Unable to find a ready-made successor to Daim Zainuddin, who quit last Friday after informing the prime minister privately two months ago he wanted to resign, Mahathir announced on Tuesday evening he would do the job himself for the time being.

Malaysians, members of Mahathir's own United Malays National Organization (UMNO), and foreign investors are waiting for the day when he calls it quits, some with dread, others with relief. Mahathir has said this is his last term, and that he will not serve after elections due in 2004, but there has been speculation he will step down beforehand.

No one is holding their breath after his decision not to give the second-most powerful job in Malaysia to anyone else just yet.

A senior UMNO Youth member said he doubted the premier intended to step down just yet.

"Is he leaving or isn't he? If he is, he really should have put everyone in place. If you ask me I think he's going to stay."

A Kuala Lumpur-based political analyst, who requested anonymity, agreed.

"Undeniably he's on the last leg. He can't go beyond 80, but I don't think he's going to step down.

"If he'd appointed an aspirant (to succeed him) or a politician not allied to him then it would have appeared that he was getting ready to go."

But political pundits have been foxed by the mercurial, sometimes emotional Mahathir's capacity to surprise before.

Meantime, Deputy Prime Minister Abdullah Badawi, Mahathir's chosen a successor, can only wait.

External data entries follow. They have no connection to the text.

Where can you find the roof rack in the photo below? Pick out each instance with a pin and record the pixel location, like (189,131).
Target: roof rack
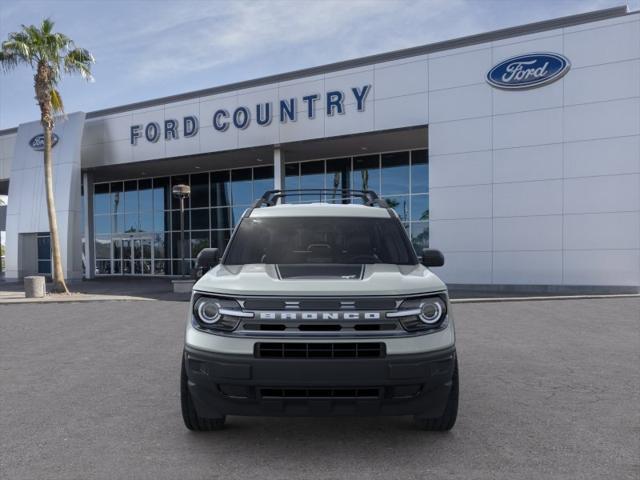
(369,197)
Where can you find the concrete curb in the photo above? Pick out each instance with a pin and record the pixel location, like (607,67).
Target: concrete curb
(77,298)
(546,298)
(72,299)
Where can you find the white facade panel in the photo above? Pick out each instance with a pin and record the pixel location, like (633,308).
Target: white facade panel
(466,268)
(459,69)
(398,112)
(349,123)
(527,128)
(540,162)
(527,268)
(399,80)
(460,103)
(602,120)
(471,168)
(602,82)
(505,101)
(602,267)
(595,46)
(460,202)
(615,193)
(543,197)
(602,231)
(528,233)
(609,156)
(460,136)
(462,235)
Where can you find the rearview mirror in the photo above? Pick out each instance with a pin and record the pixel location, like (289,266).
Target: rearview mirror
(207,259)
(432,257)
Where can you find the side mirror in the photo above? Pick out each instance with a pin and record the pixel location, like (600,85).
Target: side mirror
(432,257)
(207,259)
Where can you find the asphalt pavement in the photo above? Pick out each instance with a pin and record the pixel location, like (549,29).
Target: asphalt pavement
(549,390)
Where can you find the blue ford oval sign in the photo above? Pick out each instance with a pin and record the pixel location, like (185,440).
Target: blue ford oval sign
(37,142)
(528,71)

And while UMNO's three vice-presidents -- Najib Tun Razak, Muhyiddin Yassin and Muhammad Muhammad Taib -- jockey for position, a dark horse is circling the ring.

Razaleigh Hamzah, a Malay royal who once split from UMNO after unsuccessfully challenging Mahathir in the late 1980s, has recently built bridges with the premier, making him one to watch, according to analysts and party insiders.

UMNO's general assembly, on June 21-24, will test the party's mood. Analysts say the last thing UMNO needs is in-fighting, with the Islamic opposition sucking away more Malay votes.

Supreme Council member Shahrir Samad, a frequent Mahathir critic, advised not to expect any fireworks in the form of confidence motions or pressure on the prime minister to appoint a full time finance minister.

"Believe you me, we don't operate that way. There will be some voices expressing issues close to the Malay community," Shahrir told Reuters.

He said the fixation with the succession issue was diverting UMNO's energies away from making it more acceptable to voters and the need to stamp out money politics in its ranks.

But the withdrawal of Mahathir's son, Mokhzani, from the business world in April, and Daim's unexplained resignation sparked some talk Mahathir's end-game had been set in train.

Mahathir has taken charge of finance before, after the sacking and jailing of his erstwhile deputy, Anwar Ibrahim, at the height of the Asian crisis in 1998.

At that time he controversially brought in capital controls and fixed the exchange rate at 3.8 ringgit to the dollar.

The policy seemed to work, protecting the banking system and generating export-led growth, so that Malaysia bounced back more strongly than most of its neighbors.

But now Mahathir is seen as wedded to the idea of exchange controls and the currency peg, and there are concerns that the prime minister may not recognize when policy changes are needed.

Whatever Daim's faults were, his counterbalance to a strong- minded premier on policy is now missing, analysts say.